In December 2010 the Committee published a report into Public Expenditure (Second Report of Session 2010–11, HC 512). The Report concluded that the October 2010 Spending Review had set a highly challenging context for the delivery of health and social care services in the period to 2014, with both sectors being asked to make significant and difficult efficiency gains.
The Committee is returning to the subject in an inquiry to be held this autumn. In its inquiry, the Committee intends to evaluate progress towards reaching the 4% year-on-year efficiency gains required of the NHS by the ‘Nicholson Challenge’, and to assess the ability of adult social care services to meet the demands made upon them. The Committee will be supported in its inquiry by a National Audit Office study of plans being made by NHS bodies to enable them to meet the Nicholson Challenge, and the results of its own survey of local authority funding of social care.
In its inquiry, the Committee will consider, amongst other issues:
• The plans being made by NHS bodies to enable them to meet the Nicholson Challenge
• Where changes are being proposed, and whether the NHS is succeeding in making efficiency gains rather than cuts
• The cost of the continuing reorganisation of NHS structures in line with the provisions of the Health and Social Care Bill
• The impact on the provision of adult social care of the 2010 spending review settlement and the removal of ring-fencing for social care grants
• The impact on NHS plans of decisions currently being made by local authorities
• The ability of local authorities to make the necessary efficiency savings
• The use of the additional £1bn funding for social care made available through the NHS budget
• Progress on making efficiencies through the integration of health and social care services.
• Progress on and implications of changing the tariff structure
The deadline for submitting written evidence is noon on Tuesday 6 September 2011.
Guidance on submitting written evidence
It assists the Committee if those submitting written evidence adhere to the following guidelines:
Each submission should:
• state clearly who the submission is from, ie whether from yourself in a personal capacity (Submission from, eg, Miss Dee Dee Lee) or sent on behalf of an organisation (eg Submission from Insert Name Ltd);
• be no more than 3,000 words in length;
• as far as possible comprise a single document attachment to the email;
• begin with a short summary in bullet point form;
• have numbered paragraphs; and
• be in Word format with as little use of colour or logos as possible (Reports are published in black and white).
The submission should be sent by e-mail to firstname.lastname@example.org and have the ‘Name of the inquiry’ in the Subject line.
It would be helpful, for Data Protection purposes, if individuals submitting written evidence would send their contact details separately in a covering email in a block of text laid out vertically (not horizontally).

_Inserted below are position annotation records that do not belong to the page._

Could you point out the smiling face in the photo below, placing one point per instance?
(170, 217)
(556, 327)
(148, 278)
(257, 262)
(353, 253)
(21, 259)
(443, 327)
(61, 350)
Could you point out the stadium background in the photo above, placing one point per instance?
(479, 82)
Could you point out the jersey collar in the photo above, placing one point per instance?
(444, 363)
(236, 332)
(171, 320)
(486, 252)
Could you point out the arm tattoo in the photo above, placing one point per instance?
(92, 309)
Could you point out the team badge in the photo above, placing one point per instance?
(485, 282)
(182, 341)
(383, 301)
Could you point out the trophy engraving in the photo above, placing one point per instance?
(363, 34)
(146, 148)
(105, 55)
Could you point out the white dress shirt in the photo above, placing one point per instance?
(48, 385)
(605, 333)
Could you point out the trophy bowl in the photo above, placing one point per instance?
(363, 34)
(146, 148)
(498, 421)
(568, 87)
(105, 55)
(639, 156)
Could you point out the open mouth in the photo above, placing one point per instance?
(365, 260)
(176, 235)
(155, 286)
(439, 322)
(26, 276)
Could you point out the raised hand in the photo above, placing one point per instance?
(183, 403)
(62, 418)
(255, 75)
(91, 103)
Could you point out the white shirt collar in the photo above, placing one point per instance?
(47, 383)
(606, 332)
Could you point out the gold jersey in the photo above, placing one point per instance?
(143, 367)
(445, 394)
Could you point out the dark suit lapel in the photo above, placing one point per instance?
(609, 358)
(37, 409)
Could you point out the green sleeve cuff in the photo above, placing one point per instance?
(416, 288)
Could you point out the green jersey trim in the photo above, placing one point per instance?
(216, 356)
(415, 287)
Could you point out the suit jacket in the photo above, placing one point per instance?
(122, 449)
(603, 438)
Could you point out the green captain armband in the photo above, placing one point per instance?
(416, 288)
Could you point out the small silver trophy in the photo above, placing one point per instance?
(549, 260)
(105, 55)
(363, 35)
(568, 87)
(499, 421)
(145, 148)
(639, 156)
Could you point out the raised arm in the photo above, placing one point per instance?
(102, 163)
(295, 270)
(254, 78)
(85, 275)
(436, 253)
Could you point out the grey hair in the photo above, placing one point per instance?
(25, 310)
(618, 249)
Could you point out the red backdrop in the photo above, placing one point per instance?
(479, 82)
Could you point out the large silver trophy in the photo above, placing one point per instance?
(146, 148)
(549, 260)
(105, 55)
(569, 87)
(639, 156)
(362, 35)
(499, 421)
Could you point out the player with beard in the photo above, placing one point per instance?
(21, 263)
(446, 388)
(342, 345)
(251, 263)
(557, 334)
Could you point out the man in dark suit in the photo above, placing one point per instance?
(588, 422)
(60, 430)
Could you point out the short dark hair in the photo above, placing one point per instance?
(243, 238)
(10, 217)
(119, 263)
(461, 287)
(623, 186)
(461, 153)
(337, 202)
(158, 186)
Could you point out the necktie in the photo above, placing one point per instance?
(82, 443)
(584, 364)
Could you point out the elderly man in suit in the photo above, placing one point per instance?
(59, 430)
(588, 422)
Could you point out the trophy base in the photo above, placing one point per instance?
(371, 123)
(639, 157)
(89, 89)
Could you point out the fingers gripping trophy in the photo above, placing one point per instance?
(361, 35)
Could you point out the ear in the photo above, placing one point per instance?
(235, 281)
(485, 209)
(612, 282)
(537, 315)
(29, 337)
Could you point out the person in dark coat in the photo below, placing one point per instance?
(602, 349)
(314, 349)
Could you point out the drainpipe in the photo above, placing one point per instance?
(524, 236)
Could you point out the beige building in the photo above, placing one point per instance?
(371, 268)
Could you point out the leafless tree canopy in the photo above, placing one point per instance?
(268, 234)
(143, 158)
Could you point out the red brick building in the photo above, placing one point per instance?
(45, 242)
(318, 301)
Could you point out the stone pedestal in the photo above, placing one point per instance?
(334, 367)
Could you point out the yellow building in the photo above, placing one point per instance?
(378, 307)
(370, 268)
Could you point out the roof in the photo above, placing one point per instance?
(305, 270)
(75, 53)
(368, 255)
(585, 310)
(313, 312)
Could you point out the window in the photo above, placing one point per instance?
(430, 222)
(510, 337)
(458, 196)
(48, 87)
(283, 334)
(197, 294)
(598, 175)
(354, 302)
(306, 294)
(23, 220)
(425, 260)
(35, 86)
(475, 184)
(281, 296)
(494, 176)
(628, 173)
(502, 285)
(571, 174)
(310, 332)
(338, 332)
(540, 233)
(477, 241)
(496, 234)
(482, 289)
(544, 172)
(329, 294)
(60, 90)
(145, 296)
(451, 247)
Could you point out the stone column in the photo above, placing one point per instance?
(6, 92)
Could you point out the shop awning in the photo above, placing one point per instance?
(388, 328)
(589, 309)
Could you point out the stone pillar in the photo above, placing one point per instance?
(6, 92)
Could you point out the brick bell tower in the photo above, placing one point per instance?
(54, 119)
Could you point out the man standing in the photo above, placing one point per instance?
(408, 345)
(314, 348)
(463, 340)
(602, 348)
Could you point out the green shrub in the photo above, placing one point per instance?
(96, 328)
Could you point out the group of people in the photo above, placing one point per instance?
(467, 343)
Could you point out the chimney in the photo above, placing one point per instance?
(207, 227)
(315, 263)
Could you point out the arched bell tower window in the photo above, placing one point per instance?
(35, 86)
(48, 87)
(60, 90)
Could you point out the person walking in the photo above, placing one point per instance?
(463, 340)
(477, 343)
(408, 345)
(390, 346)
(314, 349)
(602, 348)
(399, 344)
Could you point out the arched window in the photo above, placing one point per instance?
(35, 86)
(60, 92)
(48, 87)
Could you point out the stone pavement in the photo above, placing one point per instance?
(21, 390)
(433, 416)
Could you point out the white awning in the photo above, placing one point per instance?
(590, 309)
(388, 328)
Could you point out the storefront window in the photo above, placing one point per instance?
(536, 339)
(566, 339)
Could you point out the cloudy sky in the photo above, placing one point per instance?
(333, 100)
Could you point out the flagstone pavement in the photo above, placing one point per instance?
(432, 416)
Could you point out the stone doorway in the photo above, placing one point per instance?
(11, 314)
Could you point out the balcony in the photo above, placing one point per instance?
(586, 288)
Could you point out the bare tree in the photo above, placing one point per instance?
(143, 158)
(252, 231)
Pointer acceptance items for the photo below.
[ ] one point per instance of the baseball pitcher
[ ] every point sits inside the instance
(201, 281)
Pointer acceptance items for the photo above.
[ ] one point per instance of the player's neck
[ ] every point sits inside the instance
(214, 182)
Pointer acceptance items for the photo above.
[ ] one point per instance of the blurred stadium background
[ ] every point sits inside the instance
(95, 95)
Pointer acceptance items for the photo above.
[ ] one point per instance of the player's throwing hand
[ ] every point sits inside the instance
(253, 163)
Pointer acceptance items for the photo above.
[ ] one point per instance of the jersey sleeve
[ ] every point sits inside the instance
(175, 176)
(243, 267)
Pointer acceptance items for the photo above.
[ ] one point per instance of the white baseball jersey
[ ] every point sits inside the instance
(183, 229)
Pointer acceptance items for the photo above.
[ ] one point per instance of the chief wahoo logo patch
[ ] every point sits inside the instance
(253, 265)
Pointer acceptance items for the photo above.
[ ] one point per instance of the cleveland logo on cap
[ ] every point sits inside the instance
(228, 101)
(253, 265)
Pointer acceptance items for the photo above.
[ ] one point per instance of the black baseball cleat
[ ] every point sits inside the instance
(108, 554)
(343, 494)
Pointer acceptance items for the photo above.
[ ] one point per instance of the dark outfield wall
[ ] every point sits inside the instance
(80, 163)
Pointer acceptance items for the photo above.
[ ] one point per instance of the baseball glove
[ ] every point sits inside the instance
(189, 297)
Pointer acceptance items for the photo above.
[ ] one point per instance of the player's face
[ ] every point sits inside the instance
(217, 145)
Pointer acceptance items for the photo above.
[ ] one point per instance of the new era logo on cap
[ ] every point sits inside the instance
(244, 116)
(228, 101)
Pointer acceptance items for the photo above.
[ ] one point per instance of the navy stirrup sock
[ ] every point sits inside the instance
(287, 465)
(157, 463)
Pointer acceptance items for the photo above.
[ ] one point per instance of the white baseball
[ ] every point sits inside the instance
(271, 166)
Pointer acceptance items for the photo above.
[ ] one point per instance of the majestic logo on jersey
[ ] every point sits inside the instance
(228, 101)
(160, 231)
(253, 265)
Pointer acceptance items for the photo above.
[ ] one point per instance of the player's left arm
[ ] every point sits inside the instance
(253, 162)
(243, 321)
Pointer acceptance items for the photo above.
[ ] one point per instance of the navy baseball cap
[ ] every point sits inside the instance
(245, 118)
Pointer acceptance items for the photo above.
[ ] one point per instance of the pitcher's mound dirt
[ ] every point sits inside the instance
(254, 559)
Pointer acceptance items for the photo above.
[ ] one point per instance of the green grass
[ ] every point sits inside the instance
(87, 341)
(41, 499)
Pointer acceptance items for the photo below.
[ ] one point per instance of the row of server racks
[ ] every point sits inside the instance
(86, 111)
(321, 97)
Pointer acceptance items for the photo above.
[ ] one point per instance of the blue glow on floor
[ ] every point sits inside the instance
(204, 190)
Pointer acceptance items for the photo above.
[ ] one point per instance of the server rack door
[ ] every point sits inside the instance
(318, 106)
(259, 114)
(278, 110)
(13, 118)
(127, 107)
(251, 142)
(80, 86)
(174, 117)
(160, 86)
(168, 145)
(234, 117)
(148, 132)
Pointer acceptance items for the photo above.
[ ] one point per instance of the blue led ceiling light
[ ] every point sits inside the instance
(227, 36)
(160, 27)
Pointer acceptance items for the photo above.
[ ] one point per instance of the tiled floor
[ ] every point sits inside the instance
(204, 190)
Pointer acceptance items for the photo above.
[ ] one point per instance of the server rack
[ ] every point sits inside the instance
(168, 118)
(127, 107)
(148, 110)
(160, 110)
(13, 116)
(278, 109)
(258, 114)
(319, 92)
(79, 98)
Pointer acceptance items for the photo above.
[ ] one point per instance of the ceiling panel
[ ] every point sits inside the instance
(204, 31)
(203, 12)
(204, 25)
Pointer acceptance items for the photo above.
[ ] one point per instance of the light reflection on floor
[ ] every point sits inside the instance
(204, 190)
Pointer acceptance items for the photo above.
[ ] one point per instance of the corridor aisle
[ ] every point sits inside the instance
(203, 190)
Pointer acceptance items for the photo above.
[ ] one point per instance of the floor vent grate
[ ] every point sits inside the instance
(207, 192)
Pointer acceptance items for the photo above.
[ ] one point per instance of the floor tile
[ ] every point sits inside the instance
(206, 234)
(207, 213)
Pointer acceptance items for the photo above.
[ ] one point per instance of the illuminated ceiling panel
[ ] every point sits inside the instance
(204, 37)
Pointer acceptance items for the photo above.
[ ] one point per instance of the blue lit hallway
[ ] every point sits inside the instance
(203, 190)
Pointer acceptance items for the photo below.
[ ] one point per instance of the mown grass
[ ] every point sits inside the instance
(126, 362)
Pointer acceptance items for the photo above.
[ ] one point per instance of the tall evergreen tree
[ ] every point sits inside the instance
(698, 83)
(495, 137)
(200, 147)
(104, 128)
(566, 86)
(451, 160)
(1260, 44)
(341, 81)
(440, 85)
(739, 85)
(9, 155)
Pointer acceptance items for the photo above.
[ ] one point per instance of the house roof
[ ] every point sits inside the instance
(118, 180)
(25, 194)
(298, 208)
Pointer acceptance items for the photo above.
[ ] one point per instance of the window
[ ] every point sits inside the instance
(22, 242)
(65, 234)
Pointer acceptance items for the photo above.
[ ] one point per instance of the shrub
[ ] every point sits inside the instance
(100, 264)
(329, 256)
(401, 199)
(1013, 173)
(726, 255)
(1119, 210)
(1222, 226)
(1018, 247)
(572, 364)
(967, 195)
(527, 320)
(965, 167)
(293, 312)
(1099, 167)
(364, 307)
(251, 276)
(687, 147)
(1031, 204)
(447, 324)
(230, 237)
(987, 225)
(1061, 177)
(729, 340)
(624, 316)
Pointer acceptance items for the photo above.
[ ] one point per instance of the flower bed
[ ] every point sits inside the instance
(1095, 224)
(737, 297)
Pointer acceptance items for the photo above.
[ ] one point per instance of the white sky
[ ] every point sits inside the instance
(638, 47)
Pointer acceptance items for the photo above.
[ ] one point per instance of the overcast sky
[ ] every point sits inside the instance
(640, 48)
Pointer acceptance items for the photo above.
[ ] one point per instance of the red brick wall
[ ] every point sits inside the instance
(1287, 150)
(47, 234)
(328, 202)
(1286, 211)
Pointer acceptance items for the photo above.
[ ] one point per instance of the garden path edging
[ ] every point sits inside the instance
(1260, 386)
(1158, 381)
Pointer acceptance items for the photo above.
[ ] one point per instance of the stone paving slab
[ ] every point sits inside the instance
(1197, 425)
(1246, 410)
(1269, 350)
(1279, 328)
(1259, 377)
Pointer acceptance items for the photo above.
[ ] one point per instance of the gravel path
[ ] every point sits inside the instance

See example below:
eg: Miss Dee Dee Lee
London SO00 0OO
Tel: 0000 000 0000 / Mob: 00000 000000
deedeelee1005 @ xxxxxxx.uk
You should also be aware that there may be circumstances in which the House of Commons will be required to communicate information to third parties on request, in order to comply with its obligations under the Freedom of Information Act 2000.
Though there is a strong preference for emailed submissions, those without access to a computer should send a hard copy to:
House of Commons
London SW1P 3JA
Please also note that:
• Committees make public much of the evidence they receive during inquiries. If you do not wish your submission to be published, you must clearly say so. If you wish to include private or confidential information in your submission to the Committee, please contact the Clerk of the Committee to discuss this.
• Material already published elsewhere should not form the basis of a submission, but may be referred to within a proposed submission, in which case a hard copy of the published work should be included.
• Evidence submitted must be kept confidential until published by the Committee, unless publication by the person or organisation submitting it is specifically authorised.
• Once submitted, evidence is the property of the Committee. The Committee normally, though not always, chooses to make public the written evidence it receives, by publishing it on the internet (where it will be searchable), by printing it or by making it available through the Parliamentary Archives. If there is any information you believe to be sensitive you should highlight it and explain what harm you believe would result from its disclosure. The Committee will take this into account in deciding whether to publish or further disclose the evidence.
• Select Committees are unable to investigate individual cases.